После этого до приглашения к столу ничего не было сказано.

– Дель, я знаю, вы пьете портвейн, – сказал граф, когда леди Джулия, после обеда вышла из столовой. – Если вы скажете, что такой портвейн вам не нравится, то после этого вы ничего в нем не смыслите.

– Да, этому вину лет двадцать, – сказал сквайр, отведав портвейн.

– Прибавьте еще десяток, мне удалось запастись им пораньше, его не починали лет тридцать. Мне приятно предложить его человеку, как вы, который узнал его с одного взгляда. Дело другое Джонни. Для него все равно.

– Нет, милорд, не все равно. Мне кажется, он чрезвычайно вкусен.

– Чрезвычайно вкусен! Вкусно и шампанское, и имбирное пиво, и шипучка – для тех, разумеется, кто любит такие напитки. Не думаете ли вы сказать, что можете узнавать вкус вина, когда у вас во рту пол-апельсина?

– Скоро и он войдет во вкус, – сказал сквайр.

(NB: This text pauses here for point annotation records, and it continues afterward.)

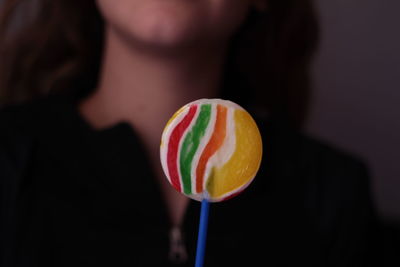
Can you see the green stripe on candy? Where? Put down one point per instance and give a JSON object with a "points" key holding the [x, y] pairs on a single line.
{"points": [[191, 144]]}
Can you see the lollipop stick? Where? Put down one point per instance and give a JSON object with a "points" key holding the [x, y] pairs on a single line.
{"points": [[201, 241]]}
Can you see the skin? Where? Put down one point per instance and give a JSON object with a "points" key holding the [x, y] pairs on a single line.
{"points": [[158, 56]]}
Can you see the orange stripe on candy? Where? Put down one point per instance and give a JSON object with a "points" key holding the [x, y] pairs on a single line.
{"points": [[216, 141]]}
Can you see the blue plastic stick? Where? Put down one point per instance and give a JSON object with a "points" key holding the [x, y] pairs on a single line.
{"points": [[202, 238]]}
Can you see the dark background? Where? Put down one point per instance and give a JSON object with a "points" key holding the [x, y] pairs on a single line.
{"points": [[356, 98]]}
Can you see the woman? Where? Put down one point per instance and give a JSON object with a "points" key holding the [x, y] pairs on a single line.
{"points": [[81, 180]]}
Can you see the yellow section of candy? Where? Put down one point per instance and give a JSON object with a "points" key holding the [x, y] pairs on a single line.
{"points": [[244, 163]]}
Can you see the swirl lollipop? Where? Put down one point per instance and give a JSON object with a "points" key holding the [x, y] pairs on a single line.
{"points": [[210, 151]]}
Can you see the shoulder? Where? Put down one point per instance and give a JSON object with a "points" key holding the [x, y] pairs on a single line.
{"points": [[21, 125], [309, 153]]}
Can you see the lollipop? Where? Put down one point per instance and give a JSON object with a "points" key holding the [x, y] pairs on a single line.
{"points": [[210, 151]]}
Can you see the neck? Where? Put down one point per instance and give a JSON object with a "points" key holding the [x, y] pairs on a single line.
{"points": [[140, 86]]}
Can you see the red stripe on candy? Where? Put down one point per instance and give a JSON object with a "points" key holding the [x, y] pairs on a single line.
{"points": [[173, 146]]}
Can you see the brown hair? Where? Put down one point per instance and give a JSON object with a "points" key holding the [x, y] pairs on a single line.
{"points": [[57, 48]]}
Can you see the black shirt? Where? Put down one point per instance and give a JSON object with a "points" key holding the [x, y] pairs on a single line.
{"points": [[75, 196]]}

– Двадцатилетний портвейн не придется ему по вкусу, когда ему самому не больше двадцати, – сказал граф, забывая, что для них самих шестидесятилетний портвейн будет иметь такой же удивительный вкус, какой и двадцатилетний имел для его фаворита. Доброе вино до некоторой степени расшевелило сердце старого сквайра, но все-таки с его стороны ничего не было сказано на счет брачного заговора. Граф заметил однако же, что мистер Дель был очень любезен и внимателен к молодому его другу, спрашивал его от времени до времени об образе его жизни и занятиях в управлении сбора податей.

– Работа трудная, – говорил Имс. – Сделаете маленькую подскобочку, и поднимется такая суматоха, пошлют за вами и смотрят на вас, как будто вы намеревались ограбить всю кассу, для них ничего не значит держать вас в присутствии до пяти часов.

– Много ли вы имеете времени для завтрака и для прочтения газет? – спросил граф.

– Не больше десяти минут. Газета во время присутствия побывает в двадцати руках, а это как раз приходится по десять минут на человека, что касается до завтрака, то мы довольствуемся сухарем, обмакнутым в чернила.

– Обмакнутым в чернила! Что это значит? – спросил сквайр.

– А это значит, что вы должны его кушать и в то же время писать.

– Я об вас все узнаю, – сказал граф. – Сэр Рэфль Бофль – мой товарищ.

– Не думаю, что он знает о моем существовании, – сказал Джонни. – А вы хорошо его знаете, лорд Дегест?

– Не видал его лет тридцать, но до того времени был с ним в хороших отношениях.

– Мы называем его Хофль-Скофль.

– Хофль-Скофль! Ха-ха-ха! Он всегда был таким, любит покричать, с большими претензиями, с пустой головой. Мне бы не следовало этого говорить в вашем присутствии, молодой человек. Перейдемте-ка в гостиную.

– Ну что же он сказал? – спросила леди Джулия вслед за отъездом сквайра. Скрытничать не представлялось надобности, и потому вопрос этот был сделан в присутствии Джонни.

– Ничего особенно хорошего, но ничего и дурного. Он подумает и потом повидается со мной. Не унывай, Джонни, и помни, что тебе не нуждаться в добром друге.

На другое утро в семь часов Джонни Имс возвращался в Лондон, а в полдень явился за своей конторкой, как будто по условию, в одно время с распределителем занятий по управлению сбора податей.